The film shows the risks and insecurities faced by young boys plucked from their families and loved ones.
We encounter a younger Emmanuel Eboue (now at Arsenal) and Yaya Toure (now at Barcelona) and their hazard-strewn paths to global stardom.
Drogba Fever
If Chelsea striker Didier Drogba becomes more popular than he already is, he will move into the equivalent of Mahlamba Ndlopfu, or whatever the Ivorians call their president’s residence.
In this documentary (which is a tad amateurish), directed by Naashon Zalk, the filmmaker goes in search of the Drogba legend on the football pitches of Abidjan and in the striker’s ancestral village, where he has built a school, houses and drilled a borehole.

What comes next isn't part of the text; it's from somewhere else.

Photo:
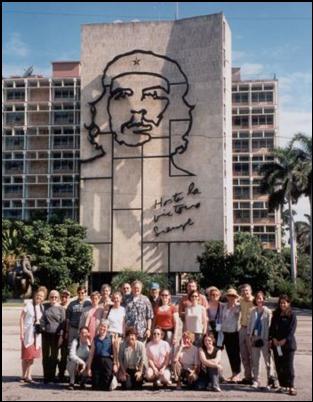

The film also examines Drogba’s role in ending the civil war that divided the rebel-controlled north from the government-run south.
The Gods of Brazil
Who is the greatest Brazil player of all time?
Pele, I hear you say. Perhaps not — it could be Garrincha. At least, that’s what this documentary, made by Jean-Christophe Rosé, seems to suggest.
The debate about the world’s greatest footballer is one that is regularly dusted off whenever an exceptional player emerges.
Using archive footage — some of it grainy — the immensely watchable DVD charts the path of Pele and Garrincha, two of Brazil’s football legends. It shows how Pele, ever so clever and media savvy, is regularly held up as one of the best players in the world, whereas the other, an alcoholic who died at 49, is known only by football aficionados of a certain age.
The Game of Their Lives
More than 40 years ago, in 1966, North Korea qualified for the World Cup hosted by England. But there was a problem: enmity between England and North Korea — and the former was wary of doing anything that would let the communist republic score diplomatic points.
By interviewing seven survivors of the team — wizened old men in medallion-studded jackets — Daniel Gordon tells the improbable story of the team no one gave a chance. They arrived in England incognito, endeared themselves to the Middlesborough working class and reached the quarter-final, passing through a group that included Italy and the Soviet Union. A beautiful David-and-Goliath story.